Why does my child complain they feel like ‘a servant’ when asked to help?
Parenting Perspective
When a child says they feel like ‘a servant’, it usually signals that they associate helping with a loss of dignity or a lack of fairness. Children are sensitive to power dynamics; if they feel chores are demanded without recognition or are distributed unequally, they may internalise the message that their role is to serve rather than to belong.
Reframing as Teamwork
This complaint is less about the task itself and more about how it is framed. If chores are assigned in moments of frustration, children can perceive them as punishments. If they see others relaxing while they are asked to help, it reinforces a sense of inequality. Over time, the child may equate helping with being undervalued.
Parents can shift this by framing chores as shared responsibilities rather than orders. Instead of ‘Go clean the living room now,’ try ‘Let us get the living room ready together so everyone enjoys it.’ This subtle change transforms the task from servitude into teamwork. Recognition is equally important. A simple ‘Thank you, I appreciate your help’ communicates that their contribution is valued.
Modelling Equal Participation
It also helps to let children see parents engaging in the same tasks. When they observe both mother and father tidying, cooking, or clearing up, they learn that no one is above service in the home. This equal participation protects dignity and reshapes chores as expressions of love rather than signs of subservience.
Micro-Action to Try
A practical micro-action is to rotate chores fairly and let children sometimes choose between two tasks. Giving them a voice builds agency and makes helping feel less like imposition, more like contribution.
Spiritual Insight
Islam teaches that service within the home is not humiliation but honour. The holy Prophet Muhammad ﷺ himself participated in household tasks, setting the example that helping in domestic work elevates rather than degrades. To serve one’s family is to embody humility, mercy, and gratitude.
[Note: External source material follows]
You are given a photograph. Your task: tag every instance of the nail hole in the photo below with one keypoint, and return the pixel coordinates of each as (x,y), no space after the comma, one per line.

Allah Almighty states in the noble Quran at Surah Al Maaidah (5), Verse 8:
‘You who are believers, become steadfast (in your devotion) to Allah (Almighty), corroborating all of that which is just; and never let your hatred of any nation prevent you from being just, – let justice prevail, as that is very close to attaining piety; and attained piety from Allah (Almighty), indeed, Allah is All Cognisant of all your actions (in the worldly life).’
This verse reminds us that justice begins at home. It calls on believers to act with fairness and responsibility, even when it challenges personal comfort or preference. Helping with household duties is therefore part of practising justice and embodying righteousness within family life.
It is recorded in Mishkaat Al Masaabih i, Hadith 3252, that the holy Prophet Muhammad ﷺ said:
‘The best of you are those who are best to their families, and I am the best of you to my family.’
These words remind children that helping in the home is not about being treated like a servant but about living out justice and kindness within the family. When parents connect chores to love, fairness, and Amanah, children learn that service is not degrading. It is a dignified expression of responsibility, mercy, and gratitude that strengthens both their character and their faith. Over time, they begin to see helping not as a burden imposed upon them, but as a noble way of honouring those they love.